Spanish man, 82, builds bench for wife in 30 minutes after council plea ignored

Spanish man, 82, builds bench for wife in 30 minutes after council plea ignored
Manuel Souto, 82, is sitting on the bench he built for his wife.

Whatever the rustic bench that sits on a street in the north-west Spanish town of A Estrada may lack in finish and elegance, it more than makes up for in the devotion that went into its creation.

The pale wooden seat was cobbled together after Manuel Souto, an 82-year-old retired lathe operator, decided to find somewhere for his wife to sit and rest on their daily walks. María Souto, who is 79 and has osteoarthritis, walks with a stick and finds her morning exercise increasingly difficult, reported.

After efforts to lobby the local council to install benches along their usual route came to nothing, Souto took matters into his own hands and headed to the local DIY shop.

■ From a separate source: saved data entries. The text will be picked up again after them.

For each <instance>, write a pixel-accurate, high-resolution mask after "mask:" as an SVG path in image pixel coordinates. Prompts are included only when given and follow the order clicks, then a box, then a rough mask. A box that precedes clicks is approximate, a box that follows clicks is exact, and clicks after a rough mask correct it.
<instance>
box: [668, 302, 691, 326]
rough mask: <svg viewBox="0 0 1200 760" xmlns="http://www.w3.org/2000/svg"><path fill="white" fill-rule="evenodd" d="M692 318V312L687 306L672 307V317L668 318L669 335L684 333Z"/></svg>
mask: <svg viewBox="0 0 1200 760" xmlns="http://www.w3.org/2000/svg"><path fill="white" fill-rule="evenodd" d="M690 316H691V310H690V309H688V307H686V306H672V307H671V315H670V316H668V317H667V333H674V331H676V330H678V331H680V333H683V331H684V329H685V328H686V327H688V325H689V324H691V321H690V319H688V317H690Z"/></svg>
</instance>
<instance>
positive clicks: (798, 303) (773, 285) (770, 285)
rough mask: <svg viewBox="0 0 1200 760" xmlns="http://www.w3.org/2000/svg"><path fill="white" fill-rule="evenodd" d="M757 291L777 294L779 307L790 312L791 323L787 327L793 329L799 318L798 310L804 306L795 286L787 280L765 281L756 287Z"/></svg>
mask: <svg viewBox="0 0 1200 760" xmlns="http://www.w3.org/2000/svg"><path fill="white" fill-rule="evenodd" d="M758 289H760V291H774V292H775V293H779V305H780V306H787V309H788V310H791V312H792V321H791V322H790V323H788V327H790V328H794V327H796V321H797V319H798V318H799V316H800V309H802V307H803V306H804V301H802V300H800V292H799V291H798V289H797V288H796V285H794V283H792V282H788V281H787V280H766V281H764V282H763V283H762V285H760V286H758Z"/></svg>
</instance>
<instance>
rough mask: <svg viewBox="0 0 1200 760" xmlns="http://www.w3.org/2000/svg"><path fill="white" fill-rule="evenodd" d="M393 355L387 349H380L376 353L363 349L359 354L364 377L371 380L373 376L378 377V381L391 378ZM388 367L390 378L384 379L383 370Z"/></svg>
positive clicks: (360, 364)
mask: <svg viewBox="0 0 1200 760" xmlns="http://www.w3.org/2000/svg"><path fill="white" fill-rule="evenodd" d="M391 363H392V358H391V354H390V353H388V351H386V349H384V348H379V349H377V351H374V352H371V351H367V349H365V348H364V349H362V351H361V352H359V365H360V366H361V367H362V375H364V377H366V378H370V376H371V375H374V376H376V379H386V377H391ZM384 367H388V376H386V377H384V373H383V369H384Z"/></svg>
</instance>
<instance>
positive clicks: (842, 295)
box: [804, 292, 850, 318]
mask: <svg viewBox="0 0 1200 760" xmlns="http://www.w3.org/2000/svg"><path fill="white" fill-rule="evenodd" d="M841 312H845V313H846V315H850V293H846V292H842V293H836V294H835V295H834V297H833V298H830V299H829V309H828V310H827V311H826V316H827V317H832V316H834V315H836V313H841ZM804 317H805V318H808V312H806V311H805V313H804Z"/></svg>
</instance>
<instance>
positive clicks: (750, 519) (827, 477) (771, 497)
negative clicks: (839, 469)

“The bench took me about half an hour,” he told La Voz de Galicia. “I got some wood but I had a saw at home because I still have my workshop. It was just a matter of sawing and nailing and I finished almost straight away.”

Souto admits the finished product could do with a bit more sanding and some varnishing, but said it’s sturdy enough and does the job. A local shop owner gave his permission for Souto to put the bench outside his store, and it was installed overnight last week as a surprise for María.

“When she saw it, she was delighted,” Souto told the online paper Nius. “I got a kiss and a hug.”

The bench is already proving popular with people in A Estrada but Souto is keen for it to be used by those most in need of respite — hence the message, inked in marker pen, along the back: “Respeten. Para mallores” (Be thoughtful. For older people).

Some have pointed out that mallores should be spelled mayores, but Souto isn’t bothered by the mistake.

“I didn’t go to school,” he told Nius. “I started working when I was a child and worked all my life. Just like my wife. The poor thing has never stopped working.”

Souto jokes that his guerrilla seating efforts could have consequences — “If I go to jail, someone’ll need to bring me tobacco” — but so far, the only fallout has been an outpouring of affection and the odd request for a similar bench.

“A few neighbors have been in touch asking me to make another one, but I’ve said no,” he said. “I made just the one and it’s just for my wife.”